Perundingan perlucutan senjata nuklir Korea Utara yang tidak menampakkan hasil, dan bahkan menemui jalan buntu, membuat situasi keamanan tidak menentu di kawasan Asia Timur, khususnya di Semenanjung Korea. Buntunya pembicaraan diikuti dengan uji coba berbagai sistem persenjataan Korut, termasuk kemungkinan persiapan uji coba nuklir pertamanya dalam hampir lima tahun.
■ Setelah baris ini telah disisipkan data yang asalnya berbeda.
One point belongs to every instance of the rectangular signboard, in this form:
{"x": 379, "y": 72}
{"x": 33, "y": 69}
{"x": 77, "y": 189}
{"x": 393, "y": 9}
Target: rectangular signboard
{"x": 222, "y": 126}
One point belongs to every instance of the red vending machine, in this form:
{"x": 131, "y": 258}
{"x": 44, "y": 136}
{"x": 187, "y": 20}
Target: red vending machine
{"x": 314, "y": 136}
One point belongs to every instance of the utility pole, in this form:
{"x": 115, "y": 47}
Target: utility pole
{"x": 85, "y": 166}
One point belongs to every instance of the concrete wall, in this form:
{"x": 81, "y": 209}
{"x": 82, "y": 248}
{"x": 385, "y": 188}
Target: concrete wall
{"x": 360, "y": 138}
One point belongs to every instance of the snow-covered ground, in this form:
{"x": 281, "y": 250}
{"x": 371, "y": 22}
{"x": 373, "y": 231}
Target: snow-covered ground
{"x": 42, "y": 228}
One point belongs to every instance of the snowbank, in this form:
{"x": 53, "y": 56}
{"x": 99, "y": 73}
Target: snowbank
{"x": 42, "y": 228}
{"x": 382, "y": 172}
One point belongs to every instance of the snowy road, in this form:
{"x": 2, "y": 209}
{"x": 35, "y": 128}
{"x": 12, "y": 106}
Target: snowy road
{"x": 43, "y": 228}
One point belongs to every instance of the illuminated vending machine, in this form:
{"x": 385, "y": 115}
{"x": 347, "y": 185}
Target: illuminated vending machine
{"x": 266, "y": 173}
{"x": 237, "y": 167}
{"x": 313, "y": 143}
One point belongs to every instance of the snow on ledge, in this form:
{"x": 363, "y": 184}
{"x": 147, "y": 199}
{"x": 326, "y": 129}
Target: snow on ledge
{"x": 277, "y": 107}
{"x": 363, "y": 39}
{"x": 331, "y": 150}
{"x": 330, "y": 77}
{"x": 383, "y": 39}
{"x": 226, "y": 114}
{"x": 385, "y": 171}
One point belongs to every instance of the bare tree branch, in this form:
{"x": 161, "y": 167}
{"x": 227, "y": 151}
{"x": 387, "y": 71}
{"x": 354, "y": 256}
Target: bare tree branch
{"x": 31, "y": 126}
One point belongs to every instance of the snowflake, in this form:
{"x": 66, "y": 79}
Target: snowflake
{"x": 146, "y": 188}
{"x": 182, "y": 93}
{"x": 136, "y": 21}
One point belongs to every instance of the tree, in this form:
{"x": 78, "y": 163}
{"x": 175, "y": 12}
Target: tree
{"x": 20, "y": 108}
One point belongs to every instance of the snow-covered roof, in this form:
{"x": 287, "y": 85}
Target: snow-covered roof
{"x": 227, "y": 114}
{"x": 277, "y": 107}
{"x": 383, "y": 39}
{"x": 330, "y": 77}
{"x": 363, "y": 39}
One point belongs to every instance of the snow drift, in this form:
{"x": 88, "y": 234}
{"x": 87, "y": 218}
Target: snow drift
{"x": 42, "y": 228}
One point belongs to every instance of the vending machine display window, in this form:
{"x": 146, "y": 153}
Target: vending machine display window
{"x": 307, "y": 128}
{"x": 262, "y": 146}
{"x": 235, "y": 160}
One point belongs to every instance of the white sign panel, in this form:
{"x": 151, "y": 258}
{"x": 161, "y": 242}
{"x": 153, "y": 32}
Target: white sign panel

Konfrontasi AS-China menimbulkan dilema keamanan tersendiri bagi Korea Selatan saat Korea Selatan berjuang untuk mencapai keseimbangan antara Washington, sekutu utama militernya, dan Beijing, mitra dagang terbesarnya.
Chung mengatakan pemerintah Korsel harus menerima bahwa mereka tidak dapat memaksa Korea Utara untuk melakukan denuklirisasi atau meredakan kebuntuan AS-China. Dia menyarankan agar Istana Biru, istana kepresidenan Korsel, harus fokus pada penguatan kemampuan pertahanannya dan aliansi AS untuk “membuat Korea Utara tidak pernah berani memikirkan serangan nuklir terhadap kita.” Dia mengatakan Korea Selatan juga harus mencegah hubungan dengan Beijing memburuk.
Di dalam negeri, Yoon harus bisa memperbaiki kebijakan pemerintah menangani pandemi Covid-19 dan dampaknya, hal yang menjadi kritik utama Yoon pada pemerintahan Moon. Krisis COVID-19 telah menghancurkan ekonomi yang sudah dilanda pasar kerja yang suram dan meningkatnya utang warga.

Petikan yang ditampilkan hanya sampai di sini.